Q149 Chair: Before I wrap up, are there any things you came here burning to tell our Committee that I and my colleagues have not managed to get out with our questioning?
Lisa Jacobs: I would just make a comment around data. I highlighted data as being challenging in this area. There are further enhancements that we could make to our data-sharing schemes. One of the great things that have happened over the last decade is the UK leading around data sharing.
Chair: This is open banking.
Lisa Jacobs: It is open banking. It is also things like commercial credit data sharing, which has probably had a bigger impact for us. Certain high-level bank data attributes are shared through credit bureaus to lenders in a standardised way. That has meant that challengers or alternative finance providers like us can provide a very quick process.
As I said before, 75% of our applicants receive an instant decision because we can pool these data forms. That enables us to be more accurate in our risk assessing; it enables the customer to have a quicker process; and it enables us to open out in order to serve more small businesses.
We would be very keen to see continued enhancements in that, whether that is directly through CCDS, the commercial credit data sharing programme, to increase data fields, or through open banking.

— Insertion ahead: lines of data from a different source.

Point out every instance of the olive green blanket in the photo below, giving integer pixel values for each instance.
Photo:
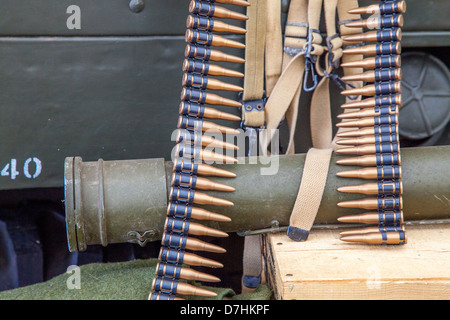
(112, 281)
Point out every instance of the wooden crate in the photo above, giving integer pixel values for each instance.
(324, 267)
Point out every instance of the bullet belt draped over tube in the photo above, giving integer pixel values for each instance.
(299, 68)
(276, 73)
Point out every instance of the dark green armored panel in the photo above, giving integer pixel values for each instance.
(425, 23)
(107, 86)
(107, 90)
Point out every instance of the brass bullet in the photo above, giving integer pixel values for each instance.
(382, 8)
(375, 102)
(178, 272)
(201, 96)
(385, 172)
(197, 154)
(389, 61)
(372, 229)
(211, 10)
(370, 139)
(391, 218)
(383, 48)
(369, 112)
(378, 238)
(203, 67)
(181, 257)
(201, 230)
(390, 129)
(184, 165)
(188, 211)
(382, 74)
(382, 88)
(196, 138)
(192, 181)
(242, 3)
(390, 34)
(210, 24)
(191, 196)
(370, 121)
(381, 187)
(206, 53)
(198, 125)
(197, 110)
(371, 160)
(176, 287)
(210, 39)
(162, 296)
(388, 203)
(183, 241)
(377, 22)
(204, 82)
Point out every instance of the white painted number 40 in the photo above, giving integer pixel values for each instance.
(10, 169)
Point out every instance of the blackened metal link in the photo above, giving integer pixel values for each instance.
(175, 241)
(388, 172)
(389, 187)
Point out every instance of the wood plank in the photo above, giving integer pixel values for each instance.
(323, 267)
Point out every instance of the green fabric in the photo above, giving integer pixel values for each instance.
(113, 281)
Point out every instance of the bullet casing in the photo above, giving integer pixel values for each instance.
(177, 272)
(175, 256)
(186, 123)
(190, 196)
(186, 180)
(384, 218)
(206, 53)
(388, 21)
(377, 130)
(205, 68)
(174, 287)
(187, 211)
(204, 82)
(382, 35)
(234, 2)
(383, 48)
(198, 154)
(181, 165)
(210, 24)
(372, 139)
(372, 160)
(385, 172)
(389, 203)
(200, 111)
(381, 88)
(162, 296)
(385, 8)
(211, 10)
(377, 75)
(210, 39)
(182, 241)
(373, 229)
(375, 102)
(370, 112)
(393, 187)
(185, 227)
(201, 96)
(378, 238)
(379, 61)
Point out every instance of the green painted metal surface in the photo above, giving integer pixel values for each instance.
(111, 88)
(126, 201)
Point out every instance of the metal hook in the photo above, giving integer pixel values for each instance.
(309, 66)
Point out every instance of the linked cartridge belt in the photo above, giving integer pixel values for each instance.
(188, 171)
(375, 137)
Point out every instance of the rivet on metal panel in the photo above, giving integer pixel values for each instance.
(137, 6)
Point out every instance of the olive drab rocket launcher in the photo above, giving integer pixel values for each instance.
(277, 70)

We have made a really great start on open banking, but the data we receive is not necessarily always consistent because each different lender might have a different way of categorising data. It is quite tricky and challenging for us to ingest and use that data.
In terms of the consent, we need to enable small businesses to continue to provide that feed to lenders. Over time, that means they get served better and they get better options, because that data enables other lenders to provide them with great financing offers when they need it.
Chair: Are there any other last points on that?
Theodora Hadjimichael: This is not specifically on data, although that is a really good point. I would like to make one last call to action. The gaps in SME finance have been so persistent over time. You saw it in the last review. In some cohorts, it has got worse. We did not touch specifically on ethnic minority businesses or women-led businesses today, but these are particular groups that really struggle to access finance and are being declined at higher rates.
It does not have to be like this. We have the ability to change that and to get more funding to businesses like Miss Macaroon and the roofing company. The research out there shows that between 100,000 and 200,000 businesses are discouraged or declined each year. A portion of those are viable. They could be Miss Macaroon; they could be the roofing company. They could be real drivers of the economy.
NatWest is doing great work on the consumer lending side with some of our CDFIs. Another high street bank is going to make an announcement about investing into CDFIs soon. More of that needs to happen.
There are key things the Government can do as well around extending their recovery loan scheme and providing some of the risk capital to enable that kind of lending. It is within our gift to change this. It would make such a huge difference to so many small businesses and so many local economies around the country. It is so important to drive these changes, so that in a few years we see these gaps declining.
Chair: It remains for me to say that I also urge all of you to communicate some of the messages that you have communicated this afternoon out there as well. The average person who is thinking of starting a business in my constituency would not know half of what we have learned this afternoon. We really have learned a lot.
It has been a very interesting session. I want to thank you for the time you have taken in giving your evidence this afternoon.